I mean, people at Lucasfilm know how to create a great story. My sense of the typical adventure story goes something like this: young and green (potential) hero takes off—either intentionally or by mistake—on some important quest. Along the way, he is tested just to the edge of his capacities. He is often betrayed—by someone he thought he could trust or by his own flaws. He discovers the voice inside him that leads him to a central purpose and his own goodness. He succeeds against all the odds and is wiser because of the journey. Roll credits.
There are derivations on this. Sometimes the hero is older and needs to discover the healing power of love and connection. Often the hero is exposed to some older, wiser being who speaks in parables the hero must come to understand. Sometimes the movies push against each of these stereotypes for the shock value of giving us something other than what we expect—but by and large audiences like suspense and excitement, and then they like things to come right at the end. Only superb movies can mess with the formula and still win big at the box office.
So there is this classic human narrative. We are green, we are challenged, we are confused about whom to trust, we seek out external wisdom and then find our own growing wisdom, our own center, and that makes us better.
It might not be surprising that this same narrative that holds our attention at the cinema is the one that takes our lives.

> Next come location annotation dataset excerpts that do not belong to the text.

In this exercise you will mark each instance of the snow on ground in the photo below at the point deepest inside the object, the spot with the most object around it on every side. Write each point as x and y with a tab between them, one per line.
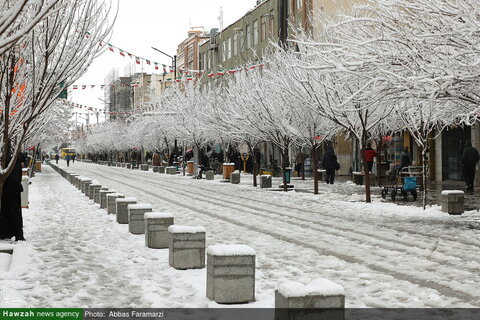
382	254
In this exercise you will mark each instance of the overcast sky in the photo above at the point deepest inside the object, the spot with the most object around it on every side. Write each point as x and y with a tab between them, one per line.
142	24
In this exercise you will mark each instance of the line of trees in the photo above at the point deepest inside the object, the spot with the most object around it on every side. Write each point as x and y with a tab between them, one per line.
44	47
380	67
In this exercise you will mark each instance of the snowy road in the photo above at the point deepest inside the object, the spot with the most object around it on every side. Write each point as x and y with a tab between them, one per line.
383	254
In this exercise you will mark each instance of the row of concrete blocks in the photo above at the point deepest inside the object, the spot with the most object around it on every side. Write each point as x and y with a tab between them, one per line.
230	268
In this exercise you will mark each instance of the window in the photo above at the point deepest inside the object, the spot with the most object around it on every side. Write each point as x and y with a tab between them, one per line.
235	44
271	27
263	28
255	32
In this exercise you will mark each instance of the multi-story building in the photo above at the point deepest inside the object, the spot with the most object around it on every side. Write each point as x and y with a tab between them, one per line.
188	51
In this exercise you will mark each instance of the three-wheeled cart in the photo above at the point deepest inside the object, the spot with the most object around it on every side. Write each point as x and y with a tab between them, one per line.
405	183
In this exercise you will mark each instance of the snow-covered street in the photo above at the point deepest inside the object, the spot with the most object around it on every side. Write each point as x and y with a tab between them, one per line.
384	255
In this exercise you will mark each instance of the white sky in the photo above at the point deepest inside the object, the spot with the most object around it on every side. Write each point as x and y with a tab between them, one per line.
142	24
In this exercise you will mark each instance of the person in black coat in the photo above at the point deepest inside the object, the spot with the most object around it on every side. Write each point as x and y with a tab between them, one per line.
11	221
329	163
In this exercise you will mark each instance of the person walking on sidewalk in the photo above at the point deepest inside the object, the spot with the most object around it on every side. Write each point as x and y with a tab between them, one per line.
470	158
329	163
369	155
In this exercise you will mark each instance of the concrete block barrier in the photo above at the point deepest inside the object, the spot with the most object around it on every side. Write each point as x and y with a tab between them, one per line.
122	210
136	219
235	177
91	189
230	273
265	181
103	198
111	202
210	175
186	247
322	298
156	229
453	201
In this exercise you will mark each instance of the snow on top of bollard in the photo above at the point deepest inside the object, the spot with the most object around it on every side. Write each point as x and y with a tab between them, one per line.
322	287
230	250
126	199
114	195
158	215
447	192
139	206
186	229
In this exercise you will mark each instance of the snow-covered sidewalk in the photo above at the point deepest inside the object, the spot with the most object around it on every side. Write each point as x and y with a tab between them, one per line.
384	255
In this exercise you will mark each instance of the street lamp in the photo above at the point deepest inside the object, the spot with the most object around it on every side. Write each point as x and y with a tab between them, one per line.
174	65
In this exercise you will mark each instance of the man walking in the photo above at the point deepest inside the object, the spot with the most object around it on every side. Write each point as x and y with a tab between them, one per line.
469	162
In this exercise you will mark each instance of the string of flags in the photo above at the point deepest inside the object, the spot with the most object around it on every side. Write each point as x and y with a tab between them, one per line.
138	59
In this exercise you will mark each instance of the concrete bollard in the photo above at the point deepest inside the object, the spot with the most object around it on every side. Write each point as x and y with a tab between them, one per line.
103	198
265	181
171	170
96	194
453	201
210	175
136	220
156	229
230	273
122	210
324	298
235	177
186	247
111	203
85	186
91	189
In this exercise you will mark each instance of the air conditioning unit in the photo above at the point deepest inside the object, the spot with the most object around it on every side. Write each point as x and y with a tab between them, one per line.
213	33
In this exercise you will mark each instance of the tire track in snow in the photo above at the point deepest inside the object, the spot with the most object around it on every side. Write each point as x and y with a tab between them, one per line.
443	289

Leaders—all of us really—begin in a less mature, more confused space. We search out guides to help us—often our own leaders—and sometimes (often?) we put our faith in the wrong place and feel betrayed. Eventually many of us come to find our own sense of what matters, our internal leader. And, sometimes, we become the wise ones for other to follow. The story repeats.
In a story so classic as this, why is it we have a hard time recognizing it and making the journey a little easier for each of us? I mean, most of us will not be tested with Nazis or Voldemorts (thank goodness!) but with the tiny daily supports and betrayals of our everyday world: a boss who recognizes that you are better than you know and pushes you to take a difficult assignment, a colleague who seems to pass off your work as his. These would make relatively boring movies, but they create the spice of our lives. Why then, do we not create ways to make use of these potentially developmental events—and why don’t organizations push us and support us to grow each day?

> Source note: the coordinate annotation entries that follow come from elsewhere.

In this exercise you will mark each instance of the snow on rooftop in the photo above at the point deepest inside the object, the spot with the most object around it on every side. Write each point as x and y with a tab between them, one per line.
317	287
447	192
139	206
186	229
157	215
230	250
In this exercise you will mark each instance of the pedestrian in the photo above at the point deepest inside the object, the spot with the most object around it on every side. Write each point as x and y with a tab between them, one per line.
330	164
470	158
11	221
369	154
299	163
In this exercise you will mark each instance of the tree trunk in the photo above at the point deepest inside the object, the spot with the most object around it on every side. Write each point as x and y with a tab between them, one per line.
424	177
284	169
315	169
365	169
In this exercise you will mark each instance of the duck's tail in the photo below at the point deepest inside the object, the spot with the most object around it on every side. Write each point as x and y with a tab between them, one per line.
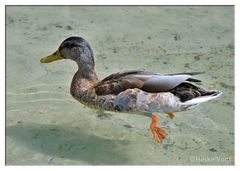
211	94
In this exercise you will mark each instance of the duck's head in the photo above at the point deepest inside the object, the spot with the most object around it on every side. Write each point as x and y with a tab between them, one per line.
76	49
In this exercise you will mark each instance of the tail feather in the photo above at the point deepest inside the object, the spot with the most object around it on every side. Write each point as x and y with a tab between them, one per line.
195	101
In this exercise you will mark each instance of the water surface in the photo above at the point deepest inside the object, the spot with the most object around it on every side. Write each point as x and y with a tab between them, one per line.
45	125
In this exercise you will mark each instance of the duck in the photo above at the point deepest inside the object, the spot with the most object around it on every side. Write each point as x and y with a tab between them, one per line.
130	91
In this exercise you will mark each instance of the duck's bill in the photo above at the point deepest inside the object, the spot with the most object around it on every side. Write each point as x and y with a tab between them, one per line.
54	57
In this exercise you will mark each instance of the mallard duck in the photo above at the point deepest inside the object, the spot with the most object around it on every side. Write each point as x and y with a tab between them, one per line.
131	91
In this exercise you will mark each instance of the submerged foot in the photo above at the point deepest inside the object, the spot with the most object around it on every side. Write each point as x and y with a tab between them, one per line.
158	133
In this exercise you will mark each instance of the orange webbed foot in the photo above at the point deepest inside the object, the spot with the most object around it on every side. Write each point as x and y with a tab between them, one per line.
158	133
170	114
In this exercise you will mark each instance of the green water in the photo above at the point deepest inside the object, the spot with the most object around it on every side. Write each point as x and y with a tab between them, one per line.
46	126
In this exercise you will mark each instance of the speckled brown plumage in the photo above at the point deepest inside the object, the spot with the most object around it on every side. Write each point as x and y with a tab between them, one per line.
130	91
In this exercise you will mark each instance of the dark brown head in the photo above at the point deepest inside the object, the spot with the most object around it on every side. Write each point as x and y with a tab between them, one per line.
76	49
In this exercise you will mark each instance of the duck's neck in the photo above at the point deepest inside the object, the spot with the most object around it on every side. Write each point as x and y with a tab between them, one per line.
83	80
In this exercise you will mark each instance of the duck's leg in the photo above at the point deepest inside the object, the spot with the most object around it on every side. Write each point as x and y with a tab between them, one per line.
158	133
170	114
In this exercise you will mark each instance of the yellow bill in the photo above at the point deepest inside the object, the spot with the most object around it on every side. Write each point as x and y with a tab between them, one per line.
54	57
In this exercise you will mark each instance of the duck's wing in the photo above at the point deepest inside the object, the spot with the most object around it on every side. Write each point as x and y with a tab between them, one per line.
147	81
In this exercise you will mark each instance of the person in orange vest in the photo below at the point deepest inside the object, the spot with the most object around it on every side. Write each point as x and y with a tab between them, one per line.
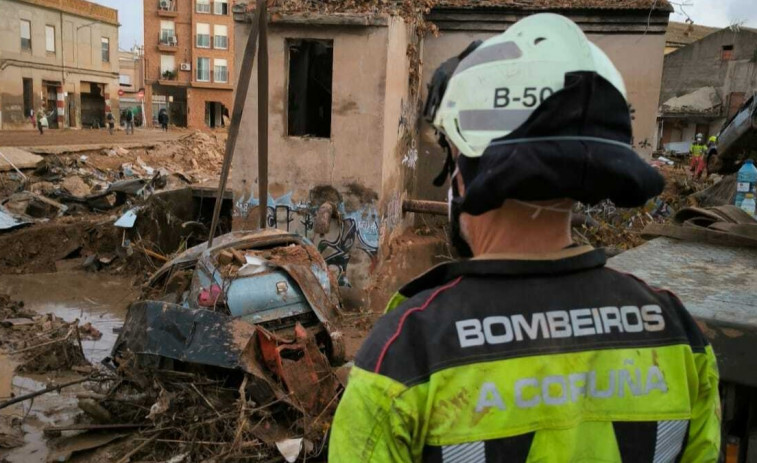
698	150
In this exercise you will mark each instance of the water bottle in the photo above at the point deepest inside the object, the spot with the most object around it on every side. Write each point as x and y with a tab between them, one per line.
748	204
746	181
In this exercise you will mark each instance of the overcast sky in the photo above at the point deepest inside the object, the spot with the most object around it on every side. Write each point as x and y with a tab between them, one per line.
716	13
130	17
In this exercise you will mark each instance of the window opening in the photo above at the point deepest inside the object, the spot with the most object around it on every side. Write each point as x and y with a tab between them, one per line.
309	96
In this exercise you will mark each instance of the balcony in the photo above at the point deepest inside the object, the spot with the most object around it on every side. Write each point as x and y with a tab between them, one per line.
168	43
167	9
169	77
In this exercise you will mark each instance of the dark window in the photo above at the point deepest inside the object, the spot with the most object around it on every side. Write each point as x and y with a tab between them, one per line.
26	35
727	53
28	97
311	64
704	129
105	49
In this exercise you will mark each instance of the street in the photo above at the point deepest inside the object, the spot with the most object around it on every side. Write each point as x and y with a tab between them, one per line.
68	137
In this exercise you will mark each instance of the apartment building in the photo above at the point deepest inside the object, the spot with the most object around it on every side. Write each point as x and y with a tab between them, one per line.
131	81
189	55
60	55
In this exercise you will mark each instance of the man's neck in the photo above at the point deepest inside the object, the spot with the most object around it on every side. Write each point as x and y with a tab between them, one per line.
514	229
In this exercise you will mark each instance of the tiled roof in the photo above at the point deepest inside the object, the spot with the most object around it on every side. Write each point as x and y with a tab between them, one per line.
559	4
337	5
683	34
80	8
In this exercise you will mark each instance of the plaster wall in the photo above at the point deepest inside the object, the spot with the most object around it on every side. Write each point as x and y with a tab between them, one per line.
306	172
701	65
77	58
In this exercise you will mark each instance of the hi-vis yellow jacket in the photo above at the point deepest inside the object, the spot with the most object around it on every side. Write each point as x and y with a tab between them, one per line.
558	360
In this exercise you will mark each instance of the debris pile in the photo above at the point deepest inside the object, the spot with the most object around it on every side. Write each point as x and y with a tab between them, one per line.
221	415
70	202
617	229
41	343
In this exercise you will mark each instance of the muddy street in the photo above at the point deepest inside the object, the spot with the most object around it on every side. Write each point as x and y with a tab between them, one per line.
97	299
84	137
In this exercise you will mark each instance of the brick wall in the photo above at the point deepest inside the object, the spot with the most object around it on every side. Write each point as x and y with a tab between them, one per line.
196	99
81	8
185	26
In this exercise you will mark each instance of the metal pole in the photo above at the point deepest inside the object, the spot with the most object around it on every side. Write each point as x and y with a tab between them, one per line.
263	116
245	73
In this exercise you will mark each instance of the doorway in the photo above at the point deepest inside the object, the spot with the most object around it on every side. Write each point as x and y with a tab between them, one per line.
214	114
51	104
28	97
92	106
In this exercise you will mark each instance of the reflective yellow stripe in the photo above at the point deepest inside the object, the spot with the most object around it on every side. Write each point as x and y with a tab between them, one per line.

This is the leadership question, and here is the leadership answer: organizations must do this, and leaders must be the ones who create the vision to ensure this new possibility. Here’s my idea for a new movie:
A thoughtful leader, not quite sure of her own mind, decides to make her organization more supportive of the growth of the people in it. She encounters doubters—and often even doubts herself—but she perseveres, believing in her vision. She finds ways to create learning spaces inside the work: making simple changes like focusing on understanding the problem before solving it, having meetings where people really think together rather than simply report out to one another, and unpacking the assumptions inside people’s perspectives rather than taking them as true. There are monsters—the constant roar of time and the tiny knives of constant busyness. She recruits many to her cause and together they discover the treasure trove of the developmental workplace: increasing agility, creativity, and even wisdom.
Roll credits. I love a happy ending. If I had run into any producers during my time in California, I was going to see if I could convince them. Since I didn’t, maybe I can convince you that you could lead your workplace to this fantastic new place. What do you think?
(By the way, I couldn’t resist the photo today. How often does a person get to hang with Yoda and R2D2?)